Banggai Cardinalfish

  Tropical reef fish

Banggai Cardinalfish

Banggai Cardinalfish

Identity card

Banggai Cardinalfish

Scientific name:
Pterapogon kauderni
Year of description:
Koumans, 1933
IUCN Status:

It was discovered in the Banggai Islands of Indonesia.


Coral reefs and seagrass meadows


It can measure up to 7-8 cm in length.


Zooplankton and invertebrates

Banggai Cardinalfish

With the Banggai cardinalfish, the eggs are collected in the male's mouth for the brooding period.


The male does not eat and spends most of its time turning the eggs and disposing of any dead embryos. It also provides shelter for juveniles for several days after hatching before releasing them into the water. It keeps them safe between the spines of sea urchins or between the tentacles of anemones. The Banggai cardinalfish is very protective of its young.

Did you know?

Where is the animal to be found?

The Banggai cardinalfish lives in coral reefs and seagrass beds where currents are gentle. It lives in sedentary groups with an average of ten individuals. Once settled in its environment, it remains attached to its reef and does not wander much. It was only found in the Indonesian archipelago until it became a popular fish for aquarists who have since introduced it elsewhere.

How can it be recognised?

The Banggai cardinalfish is remarkably elegant both because of its oval body shape with tapered fins and because of its colouring with 3 black stripes with white highlights. It is a fish that lives in a multitude of small groups, which are genetically different from each other. It can measure up to 7-8 cm in length.
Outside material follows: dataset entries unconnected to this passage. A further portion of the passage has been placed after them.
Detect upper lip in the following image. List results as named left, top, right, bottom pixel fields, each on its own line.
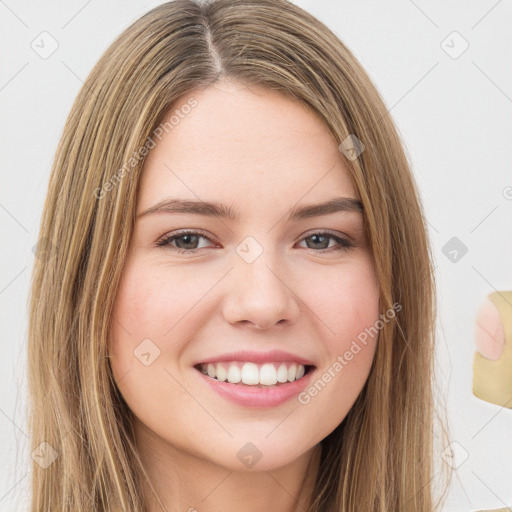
left=193, top=349, right=315, bottom=367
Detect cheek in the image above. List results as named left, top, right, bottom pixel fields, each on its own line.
left=108, top=262, right=173, bottom=389
left=294, top=257, right=380, bottom=416
left=107, top=256, right=226, bottom=412
left=296, top=256, right=380, bottom=347
left=107, top=261, right=199, bottom=426
left=109, top=259, right=205, bottom=357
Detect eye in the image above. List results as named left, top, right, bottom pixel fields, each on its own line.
left=298, top=230, right=355, bottom=252
left=156, top=230, right=216, bottom=253
left=156, top=229, right=355, bottom=254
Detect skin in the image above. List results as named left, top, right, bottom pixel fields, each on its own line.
left=474, top=296, right=505, bottom=360
left=108, top=79, right=381, bottom=512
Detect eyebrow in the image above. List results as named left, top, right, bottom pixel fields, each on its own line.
left=137, top=196, right=363, bottom=222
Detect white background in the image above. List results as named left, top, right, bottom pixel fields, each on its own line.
left=1, top=1, right=511, bottom=510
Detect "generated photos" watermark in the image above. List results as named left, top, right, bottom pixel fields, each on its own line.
left=298, top=302, right=402, bottom=405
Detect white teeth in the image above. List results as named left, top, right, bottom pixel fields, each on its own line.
left=198, top=361, right=309, bottom=386
left=227, top=365, right=241, bottom=383
left=287, top=364, right=297, bottom=382
left=260, top=363, right=277, bottom=385
left=276, top=364, right=288, bottom=383
left=216, top=364, right=227, bottom=382
left=241, top=362, right=259, bottom=385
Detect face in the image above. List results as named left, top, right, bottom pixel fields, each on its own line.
left=108, top=80, right=380, bottom=472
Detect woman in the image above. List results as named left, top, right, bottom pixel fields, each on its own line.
left=27, top=0, right=451, bottom=510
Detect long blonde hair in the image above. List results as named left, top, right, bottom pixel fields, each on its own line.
left=27, top=0, right=451, bottom=510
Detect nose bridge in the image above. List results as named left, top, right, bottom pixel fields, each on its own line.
left=235, top=234, right=288, bottom=298
left=223, top=234, right=299, bottom=328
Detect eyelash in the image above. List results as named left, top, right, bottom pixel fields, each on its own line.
left=156, top=229, right=355, bottom=254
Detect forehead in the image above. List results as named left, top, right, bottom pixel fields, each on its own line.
left=137, top=81, right=358, bottom=214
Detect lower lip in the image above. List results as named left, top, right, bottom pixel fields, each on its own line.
left=195, top=367, right=315, bottom=408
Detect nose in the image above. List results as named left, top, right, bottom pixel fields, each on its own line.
left=222, top=244, right=301, bottom=330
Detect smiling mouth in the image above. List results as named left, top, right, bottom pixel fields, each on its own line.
left=194, top=361, right=315, bottom=387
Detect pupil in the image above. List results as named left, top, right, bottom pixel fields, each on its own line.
left=309, top=234, right=328, bottom=249
left=179, top=234, right=197, bottom=249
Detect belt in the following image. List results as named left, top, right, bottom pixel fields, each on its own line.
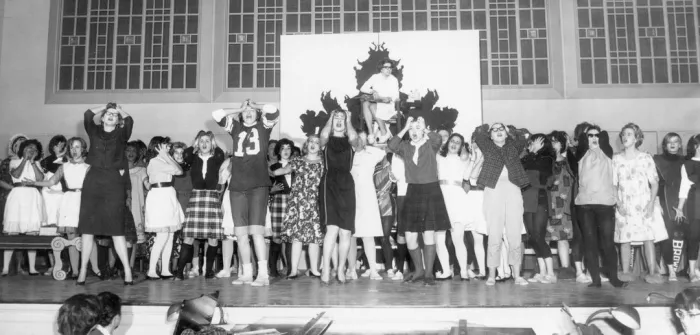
left=463, top=180, right=485, bottom=191
left=151, top=182, right=174, bottom=188
left=12, top=183, right=28, bottom=187
left=65, top=188, right=82, bottom=192
left=439, top=180, right=462, bottom=187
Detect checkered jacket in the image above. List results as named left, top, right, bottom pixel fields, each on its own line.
left=473, top=124, right=530, bottom=189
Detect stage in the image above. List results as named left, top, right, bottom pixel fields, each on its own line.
left=0, top=274, right=688, bottom=334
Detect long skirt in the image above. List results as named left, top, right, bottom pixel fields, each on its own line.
left=269, top=193, right=288, bottom=243
left=79, top=167, right=127, bottom=236
left=182, top=189, right=223, bottom=240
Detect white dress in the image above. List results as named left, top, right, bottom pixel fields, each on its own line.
left=58, top=161, right=90, bottom=229
left=3, top=159, right=46, bottom=233
left=351, top=146, right=386, bottom=237
left=42, top=158, right=64, bottom=225
left=360, top=73, right=400, bottom=121
left=437, top=154, right=470, bottom=230
left=129, top=166, right=148, bottom=242
left=144, top=157, right=184, bottom=233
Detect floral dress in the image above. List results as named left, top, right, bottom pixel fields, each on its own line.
left=281, top=156, right=324, bottom=245
left=546, top=160, right=574, bottom=241
left=613, top=152, right=667, bottom=243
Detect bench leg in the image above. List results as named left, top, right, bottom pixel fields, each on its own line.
left=51, top=237, right=69, bottom=280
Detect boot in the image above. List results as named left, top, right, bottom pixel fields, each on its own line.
left=404, top=248, right=425, bottom=283
left=204, top=245, right=218, bottom=279
left=175, top=244, right=193, bottom=281
left=423, top=244, right=437, bottom=286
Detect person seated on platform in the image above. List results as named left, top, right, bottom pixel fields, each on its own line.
left=90, top=292, right=122, bottom=335
left=575, top=125, right=627, bottom=288
left=675, top=287, right=700, bottom=335
left=176, top=131, right=226, bottom=280
left=2, top=138, right=46, bottom=276
left=388, top=116, right=450, bottom=286
left=213, top=100, right=280, bottom=287
left=28, top=137, right=100, bottom=279
left=678, top=134, right=700, bottom=282
left=144, top=136, right=184, bottom=280
left=360, top=58, right=400, bottom=145
left=472, top=122, right=530, bottom=287
left=57, top=293, right=102, bottom=335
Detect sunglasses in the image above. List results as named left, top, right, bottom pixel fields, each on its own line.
left=587, top=133, right=600, bottom=138
left=490, top=126, right=506, bottom=132
left=382, top=65, right=393, bottom=69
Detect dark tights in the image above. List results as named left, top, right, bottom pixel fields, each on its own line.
left=579, top=205, right=619, bottom=284
left=570, top=203, right=583, bottom=263
left=380, top=215, right=394, bottom=271
left=524, top=204, right=551, bottom=259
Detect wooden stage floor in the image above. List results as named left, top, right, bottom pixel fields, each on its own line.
left=0, top=273, right=691, bottom=308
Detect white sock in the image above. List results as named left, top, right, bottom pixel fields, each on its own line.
left=242, top=263, right=253, bottom=278
left=257, top=260, right=268, bottom=278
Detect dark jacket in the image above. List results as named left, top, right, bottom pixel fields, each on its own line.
left=84, top=110, right=133, bottom=170
left=184, top=147, right=226, bottom=190
left=473, top=124, right=530, bottom=189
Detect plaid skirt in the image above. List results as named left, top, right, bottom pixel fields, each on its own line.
left=269, top=193, right=288, bottom=243
left=182, top=189, right=223, bottom=240
left=401, top=182, right=451, bottom=233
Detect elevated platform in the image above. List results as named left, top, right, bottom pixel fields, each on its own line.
left=0, top=275, right=685, bottom=334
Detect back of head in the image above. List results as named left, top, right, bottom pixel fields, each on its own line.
left=97, top=292, right=122, bottom=328
left=57, top=294, right=101, bottom=335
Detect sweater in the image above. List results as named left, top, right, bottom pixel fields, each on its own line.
left=472, top=124, right=530, bottom=189
left=388, top=131, right=441, bottom=184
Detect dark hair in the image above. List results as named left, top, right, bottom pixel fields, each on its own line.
left=101, top=102, right=124, bottom=127
left=548, top=131, right=569, bottom=154
left=439, top=133, right=466, bottom=157
left=125, top=141, right=142, bottom=161
left=146, top=136, right=171, bottom=163
left=586, top=124, right=602, bottom=134
left=66, top=137, right=88, bottom=160
left=238, top=107, right=262, bottom=123
left=292, top=146, right=302, bottom=157
left=10, top=135, right=27, bottom=154
left=675, top=287, right=700, bottom=313
left=528, top=133, right=554, bottom=157
left=436, top=127, right=452, bottom=136
left=17, top=139, right=43, bottom=160
left=687, top=134, right=700, bottom=160
left=619, top=123, right=644, bottom=148
left=377, top=58, right=395, bottom=71
left=96, top=292, right=122, bottom=327
left=48, top=135, right=68, bottom=155
left=57, top=294, right=101, bottom=335
left=274, top=138, right=295, bottom=160
left=171, top=141, right=187, bottom=152
left=661, top=132, right=683, bottom=156
left=574, top=122, right=593, bottom=140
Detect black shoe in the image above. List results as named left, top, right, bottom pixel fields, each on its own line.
left=407, top=272, right=425, bottom=283
left=307, top=271, right=321, bottom=278
left=160, top=275, right=174, bottom=280
left=436, top=275, right=452, bottom=281
left=204, top=271, right=215, bottom=279
left=610, top=280, right=628, bottom=288
left=174, top=273, right=185, bottom=281
left=124, top=281, right=134, bottom=286
left=588, top=282, right=602, bottom=288
left=495, top=275, right=513, bottom=282
left=146, top=276, right=161, bottom=281
left=286, top=274, right=299, bottom=280
left=75, top=280, right=86, bottom=286
left=28, top=272, right=40, bottom=276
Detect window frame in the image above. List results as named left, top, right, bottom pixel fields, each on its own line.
left=213, top=0, right=566, bottom=103
left=563, top=0, right=700, bottom=99
left=45, top=0, right=215, bottom=104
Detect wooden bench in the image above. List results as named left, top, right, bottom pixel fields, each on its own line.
left=0, top=235, right=81, bottom=280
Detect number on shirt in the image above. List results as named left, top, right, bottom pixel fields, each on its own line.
left=234, top=129, right=260, bottom=157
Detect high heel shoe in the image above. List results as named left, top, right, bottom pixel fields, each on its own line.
left=123, top=280, right=134, bottom=286
left=307, top=270, right=321, bottom=278
left=286, top=274, right=299, bottom=280
left=75, top=280, right=85, bottom=286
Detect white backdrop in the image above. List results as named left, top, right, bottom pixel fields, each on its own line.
left=280, top=31, right=482, bottom=144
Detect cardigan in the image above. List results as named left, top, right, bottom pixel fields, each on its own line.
left=184, top=147, right=226, bottom=190
left=269, top=161, right=292, bottom=195
left=473, top=124, right=530, bottom=189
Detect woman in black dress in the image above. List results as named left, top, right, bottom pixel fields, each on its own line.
left=76, top=103, right=134, bottom=285
left=319, top=110, right=359, bottom=285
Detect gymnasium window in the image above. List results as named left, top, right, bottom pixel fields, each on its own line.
left=56, top=0, right=200, bottom=91
left=226, top=0, right=552, bottom=89
left=576, top=0, right=700, bottom=85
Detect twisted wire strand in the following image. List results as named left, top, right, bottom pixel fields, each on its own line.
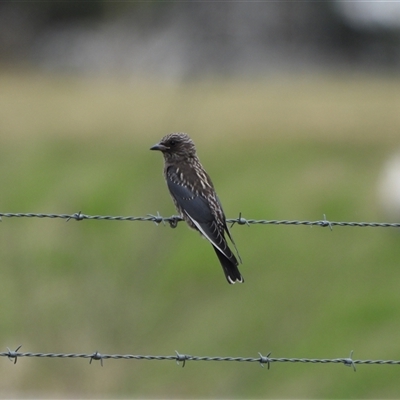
left=1, top=347, right=400, bottom=369
left=0, top=212, right=399, bottom=229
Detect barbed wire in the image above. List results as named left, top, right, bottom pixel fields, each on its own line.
left=2, top=347, right=400, bottom=370
left=1, top=215, right=399, bottom=371
left=0, top=211, right=400, bottom=230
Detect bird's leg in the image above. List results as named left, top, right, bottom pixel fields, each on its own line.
left=168, top=215, right=182, bottom=228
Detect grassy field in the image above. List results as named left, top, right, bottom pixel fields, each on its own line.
left=0, top=70, right=400, bottom=398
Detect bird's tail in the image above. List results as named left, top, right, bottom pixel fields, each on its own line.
left=212, top=246, right=244, bottom=284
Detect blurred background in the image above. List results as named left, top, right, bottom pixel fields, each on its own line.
left=1, top=1, right=400, bottom=398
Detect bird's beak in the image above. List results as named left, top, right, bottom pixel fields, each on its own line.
left=150, top=143, right=168, bottom=151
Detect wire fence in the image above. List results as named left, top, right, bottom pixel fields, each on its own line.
left=1, top=211, right=399, bottom=370
left=1, top=211, right=400, bottom=230
left=2, top=347, right=400, bottom=370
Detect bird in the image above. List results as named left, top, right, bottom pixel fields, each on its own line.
left=150, top=132, right=243, bottom=284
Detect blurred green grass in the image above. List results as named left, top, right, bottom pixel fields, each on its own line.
left=0, top=70, right=400, bottom=398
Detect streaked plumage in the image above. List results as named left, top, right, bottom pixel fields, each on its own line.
left=150, top=132, right=243, bottom=284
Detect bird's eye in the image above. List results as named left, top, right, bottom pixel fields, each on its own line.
left=169, top=140, right=176, bottom=146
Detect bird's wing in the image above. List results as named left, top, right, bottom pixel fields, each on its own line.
left=166, top=171, right=213, bottom=223
left=166, top=166, right=234, bottom=260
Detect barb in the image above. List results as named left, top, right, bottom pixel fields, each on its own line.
left=1, top=212, right=400, bottom=229
left=90, top=351, right=104, bottom=367
left=0, top=348, right=399, bottom=369
left=6, top=345, right=22, bottom=364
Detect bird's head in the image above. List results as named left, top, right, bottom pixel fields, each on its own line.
left=150, top=132, right=197, bottom=162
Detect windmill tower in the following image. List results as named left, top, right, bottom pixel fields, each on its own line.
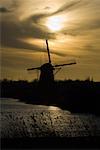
left=27, top=40, right=76, bottom=83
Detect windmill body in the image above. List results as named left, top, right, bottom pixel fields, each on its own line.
left=40, top=63, right=54, bottom=83
left=27, top=40, right=76, bottom=83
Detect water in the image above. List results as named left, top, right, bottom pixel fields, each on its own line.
left=1, top=98, right=59, bottom=112
left=0, top=98, right=100, bottom=138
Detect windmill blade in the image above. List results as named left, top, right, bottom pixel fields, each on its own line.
left=27, top=67, right=40, bottom=71
left=46, top=39, right=51, bottom=64
left=54, top=62, right=76, bottom=68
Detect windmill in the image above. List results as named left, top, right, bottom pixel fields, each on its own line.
left=27, top=40, right=76, bottom=83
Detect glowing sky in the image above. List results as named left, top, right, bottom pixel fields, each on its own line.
left=0, top=0, right=100, bottom=81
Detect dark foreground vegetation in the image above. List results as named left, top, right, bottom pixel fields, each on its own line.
left=1, top=136, right=100, bottom=149
left=1, top=79, right=100, bottom=115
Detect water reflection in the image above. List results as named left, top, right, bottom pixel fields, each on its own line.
left=1, top=98, right=100, bottom=138
left=48, top=106, right=61, bottom=111
left=1, top=98, right=64, bottom=112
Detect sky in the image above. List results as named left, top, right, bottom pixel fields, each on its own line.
left=0, top=0, right=100, bottom=81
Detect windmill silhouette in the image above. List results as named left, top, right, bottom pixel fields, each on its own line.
left=27, top=40, right=76, bottom=83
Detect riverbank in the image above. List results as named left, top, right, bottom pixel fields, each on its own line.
left=1, top=79, right=100, bottom=115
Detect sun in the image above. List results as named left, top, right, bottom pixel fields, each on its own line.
left=46, top=16, right=63, bottom=32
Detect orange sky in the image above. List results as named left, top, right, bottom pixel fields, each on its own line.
left=0, top=0, right=100, bottom=81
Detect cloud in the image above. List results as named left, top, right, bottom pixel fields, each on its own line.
left=44, top=6, right=51, bottom=10
left=25, top=0, right=89, bottom=38
left=62, top=19, right=100, bottom=36
left=1, top=0, right=100, bottom=57
left=1, top=19, right=64, bottom=57
left=0, top=6, right=10, bottom=13
left=20, top=0, right=84, bottom=41
left=29, top=0, right=84, bottom=23
left=52, top=0, right=82, bottom=15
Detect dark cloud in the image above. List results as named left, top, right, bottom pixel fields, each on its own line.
left=26, top=0, right=89, bottom=38
left=29, top=0, right=83, bottom=24
left=21, top=17, right=56, bottom=39
left=84, top=44, right=100, bottom=53
left=62, top=19, right=100, bottom=36
left=28, top=13, right=48, bottom=24
left=44, top=6, right=51, bottom=10
left=1, top=19, right=64, bottom=57
left=52, top=0, right=81, bottom=15
left=20, top=0, right=83, bottom=42
left=0, top=6, right=10, bottom=13
left=0, top=0, right=21, bottom=13
left=1, top=0, right=99, bottom=57
left=77, top=19, right=100, bottom=31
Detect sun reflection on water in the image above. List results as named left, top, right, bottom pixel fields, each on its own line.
left=48, top=106, right=61, bottom=111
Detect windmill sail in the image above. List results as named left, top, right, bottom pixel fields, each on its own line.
left=27, top=67, right=40, bottom=71
left=54, top=62, right=76, bottom=68
left=46, top=39, right=51, bottom=64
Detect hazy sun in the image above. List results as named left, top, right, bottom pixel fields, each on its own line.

What is distinctive about it?

The reproductive cycle takes place in 4 phases. These phases are: the couple forms, a sexual parade takes place, dominated by the female that turns around the male, the eggs are laid and finally, the eggs are incubated. They hatch after about thirty days and yield about twenty fish.

Threat and protective measure

EN - endangered and declining. It seems to be highly appreciated by many aquarists. However, its success is proving detrimental as it is now threatened with extinction.

Today, in Indonesia there are three avenues for the conservation and management of P.kauderni: a National Action Plan (2017-2021), the management of a marine protected area (MPA), and a temporary closure on fishing has been decreed.
Its trade is also regulated by the CITES (2022).